HELP: Unicode in Java 1.3.1 vs 1.4.2

HELP: Unicode in Java 1.3.1 vs 1.4.2

Post by modes » Wed, 16 Feb 2005 21:58:17

Hi All,

according to :

"If a byte array contains non-Unicode text, you can convert the text to
Unicode with one of the String constructor methods. Conversely, you can
convert a String object into a byte array of non-Unicode characters
with the String.getBytes method. When invoking either of these methods,
you specify the encoding identifier as one of the parameters."

It works fine in Java 1.3.1

// Convert ASCII to Unicode
str_uni = new String(str_ascii.getBytes(), "ISO8859_8");

// Convert Unicode to ASCII
str_ascii = new String(str_uni.getBytes("ISO8859_8"));

In Java 1.4.2 it returns question marks only.

What is the difference and how it can be fixed?

I need the solution URGENTLY.


HELP: Unicode in Java 1.3.1 vs 1.4.2

Post by John C. Bo » Thu, 17 Feb 2005 00:15:07

You are not using the canonical name of the charset, which is
"ISO-8859-8". Which charsets are available and how they are configured
depends on your Java installation. On my Sun JDK 1.4.2_05 installation,
the charset in question has no defined aliases and therefore can only be
referred to by its canonical name. I don't know why you are getting
anything at all in this case (you should get an
UnsupportedEncodingException if the charset name were unknown).

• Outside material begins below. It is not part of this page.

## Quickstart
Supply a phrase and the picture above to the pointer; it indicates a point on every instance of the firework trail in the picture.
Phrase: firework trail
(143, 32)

That said, your code is deeply flawed. If you have data in a Java
String then it is already Unicode, *that is a fundamental characteristic
of Java Strings*. It does not make sense to talk about changing the
encoding / charset of a String -- the concept just doesn't apply (and
the i18n tutorial refer to doesn't suggest otherwise). If you have
taken a byte sequence and created a String from it without accounting
for the bytes' charset then you are already hosed. This may be your
real problem, and it has not changed from 1.3 to 1.4 (or 1.5).

In addition, it might be relevant to you that ASCII, Unicode, and all
the ISO-8859 nationalized charsets all assign the same codes to the
characters covered by ASCII. The UTF-8 charset for encoding Unicode is
produces encoded character codes for the ASCII characters that are the
same as the character codes themselves.

John Bollinger


HELP: Unicode in Java 1.3.1 vs 1.4.2

Post by Chris Uppa » Thu, 17 Feb 2005 00:26:24

Well spotted.

-- chris